As most or even all Apple products, the new MacBook comes in a fancy box, with all the stuff that belongs to it neatly and (truly) very well organized and stored inside. I was surprised to see that this is really the fact, it´s probably the first time I am able to repack a box with an electronic gadget to its original state without anything protruding and/or bulging out. Plus, this might be of interest to the more environmentally conscious ones among us, Apple claims considerable reduction of the size of the box for the new MacBook compared to the box of the previous version, and thereby reducing the amount of material used in its production, amount of waste for disposal, and by using mostly paper, also a much easier to dispose of packaging. Plus, greater capacity per pallet in transportation, i.e., lower fuel consumption, and much "greener" notebook. Well, I could not care less for any of this eco-stuff, but the box really is fancy and well though-out.
Contrary to all the advertisement saying that Mac is an out of the box experience and ready to use, I had to take a different path. Since I had the original hard drive replaced at the time of purchase, I ended with a clean disk inside the machine which naturally cancels any of the out of the box experience and one has to start from a scratch. Since the shop where I bought it would have had to charge me 79,- € extra for installing the operating system, I concluded that it is best to do it myself. The same money was requested for the Windows installation using Bootcamp in Mac OS X (more on that some other time).
Since after first starting the computer, it (naturally) did not find any system disk (or rather partition), I inserted the Mac OS X installation disk into the drive and restarted. The installation disk was recognized, and the first thing I was offered was some kind of partitioning tool. The tool was very simple to use (as long as one knows what a partition is, and what it is there for), and it was a simple matter of following the onscreen instructions and clicking the "next" and "yes" buttons to get the hard drive ready for the system. Contrary to my expectations, neither the machine not the tool put up any "resistance" and everything went fine and easy the very first time. I have some previous experience doing this in DOS and Windows, and have to say, wow, this was easy. By the way, unlike in DOS and Windows, I did not have to format the hard drive after creating the partition, and the process continued to installing the Mac OS X.
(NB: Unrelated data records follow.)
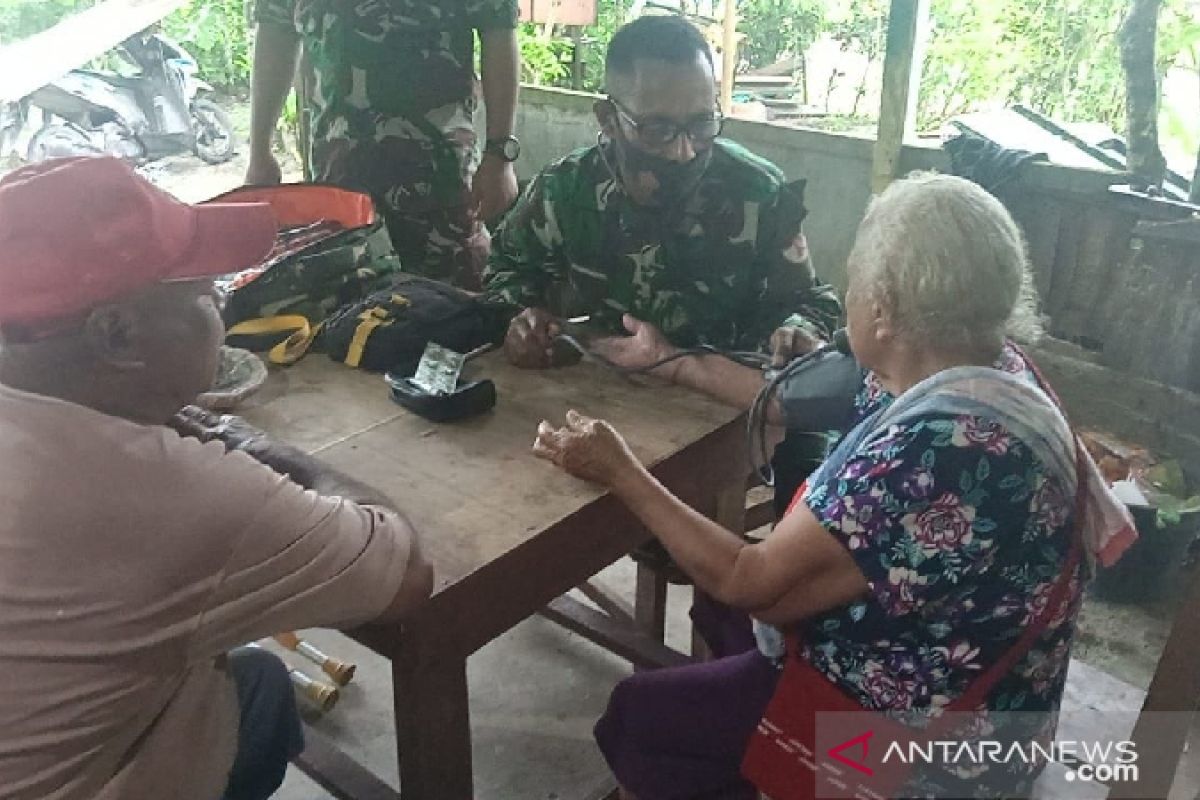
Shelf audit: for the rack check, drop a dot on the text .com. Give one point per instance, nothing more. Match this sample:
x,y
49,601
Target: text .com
x,y
1102,762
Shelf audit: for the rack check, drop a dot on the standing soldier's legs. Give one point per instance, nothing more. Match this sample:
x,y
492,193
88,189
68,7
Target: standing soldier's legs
x,y
448,245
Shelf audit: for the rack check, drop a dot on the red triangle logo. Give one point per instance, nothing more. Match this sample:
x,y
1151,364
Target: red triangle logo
x,y
862,740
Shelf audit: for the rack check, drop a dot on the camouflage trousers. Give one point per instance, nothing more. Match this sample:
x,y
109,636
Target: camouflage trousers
x,y
448,245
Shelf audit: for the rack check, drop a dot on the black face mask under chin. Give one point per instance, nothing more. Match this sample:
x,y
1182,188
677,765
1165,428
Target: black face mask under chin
x,y
676,181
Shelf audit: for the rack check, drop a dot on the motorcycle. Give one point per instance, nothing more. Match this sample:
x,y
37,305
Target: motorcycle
x,y
155,112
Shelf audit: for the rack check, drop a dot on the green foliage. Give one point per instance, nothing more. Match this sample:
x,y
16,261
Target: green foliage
x,y
778,29
1059,56
544,60
217,36
22,18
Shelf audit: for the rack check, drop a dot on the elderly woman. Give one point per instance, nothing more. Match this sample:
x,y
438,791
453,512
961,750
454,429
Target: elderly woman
x,y
954,516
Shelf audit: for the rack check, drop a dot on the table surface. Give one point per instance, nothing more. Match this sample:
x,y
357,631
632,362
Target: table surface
x,y
474,488
507,531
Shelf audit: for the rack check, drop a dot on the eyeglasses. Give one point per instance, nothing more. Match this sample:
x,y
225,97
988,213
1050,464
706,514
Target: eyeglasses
x,y
658,132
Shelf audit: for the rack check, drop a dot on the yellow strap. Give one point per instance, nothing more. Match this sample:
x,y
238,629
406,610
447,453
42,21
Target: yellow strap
x,y
372,318
291,349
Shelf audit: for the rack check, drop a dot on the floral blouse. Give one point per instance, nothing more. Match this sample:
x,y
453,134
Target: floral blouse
x,y
960,534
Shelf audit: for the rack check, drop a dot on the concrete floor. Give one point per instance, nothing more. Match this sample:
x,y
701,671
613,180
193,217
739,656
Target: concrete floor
x,y
535,693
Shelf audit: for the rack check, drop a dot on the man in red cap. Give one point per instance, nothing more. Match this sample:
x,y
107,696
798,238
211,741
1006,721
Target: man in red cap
x,y
143,541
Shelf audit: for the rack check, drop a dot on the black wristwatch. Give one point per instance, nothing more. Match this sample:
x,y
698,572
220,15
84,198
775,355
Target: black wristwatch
x,y
505,149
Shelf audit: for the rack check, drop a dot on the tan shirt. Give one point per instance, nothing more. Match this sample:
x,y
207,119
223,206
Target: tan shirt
x,y
130,560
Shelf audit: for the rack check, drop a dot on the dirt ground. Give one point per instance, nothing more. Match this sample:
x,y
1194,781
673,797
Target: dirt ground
x,y
190,179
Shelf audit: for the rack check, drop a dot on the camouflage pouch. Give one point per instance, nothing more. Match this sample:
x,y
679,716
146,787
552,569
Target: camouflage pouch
x,y
333,250
390,330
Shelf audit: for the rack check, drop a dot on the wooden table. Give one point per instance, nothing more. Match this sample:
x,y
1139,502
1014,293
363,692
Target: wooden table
x,y
508,534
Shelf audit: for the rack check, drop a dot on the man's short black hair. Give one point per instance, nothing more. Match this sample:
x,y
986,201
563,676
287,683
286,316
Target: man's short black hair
x,y
663,37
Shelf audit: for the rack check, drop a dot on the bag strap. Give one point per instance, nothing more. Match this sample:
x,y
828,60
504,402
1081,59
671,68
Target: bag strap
x,y
293,348
978,690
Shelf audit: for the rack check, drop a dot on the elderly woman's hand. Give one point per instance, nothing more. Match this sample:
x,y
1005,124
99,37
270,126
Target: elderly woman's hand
x,y
588,449
790,342
643,347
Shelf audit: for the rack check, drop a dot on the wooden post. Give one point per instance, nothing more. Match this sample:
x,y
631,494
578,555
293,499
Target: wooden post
x,y
1137,40
729,54
576,58
901,79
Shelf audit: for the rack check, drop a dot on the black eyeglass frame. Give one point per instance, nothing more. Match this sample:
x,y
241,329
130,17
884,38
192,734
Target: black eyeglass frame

The installation was fairly fast and without any glitches. The longest task that had to be completed during the installation was the initial check of the media (the DVD) at the beginning of the process. There was a button allowing me to skip this check of the installation medium, however (coming from Windows) I decided to let the software do its "thing", and not to interfere with it. On the other hand, by being more "courageous" and clicking the skip button I would have saved some 45 minutes of my life. Besides that, everything went fine, easy, and surprisingly fast. There was the usual license agreement (or rather service level agreement, as Apple chose to call it), I was given the option to choose language which the OS should appear in (and if I am not mistaken, I can switch it anytime I need/want without reinstalling the OS), I chose the default keyboard layout, and probably some other small things one choses and does when installing a new operating system into a computer. To sum it up: the installation of the Mac OS X was uneventful, even boring, and that is a good thing.
After that I too was able to get the out of the box experience, just slightly delayed. Overall, I have to say that not having the system pre-installed and doing it myself was so little trouble it is not worth mentioning, and the considerably larger hard drive by far outweighs any of the (very mild and slight) effort I had to put into setting the computer up.
Disclaimer: Nothing in this blog constitutes in any form any advice, recommendation, guide and/or guidelines. If you use, imitate, implement and/or follow any of the actions described, you are and will be the only person responsible and/or liable. The author of this blog does not guarantee and/or recommend anything!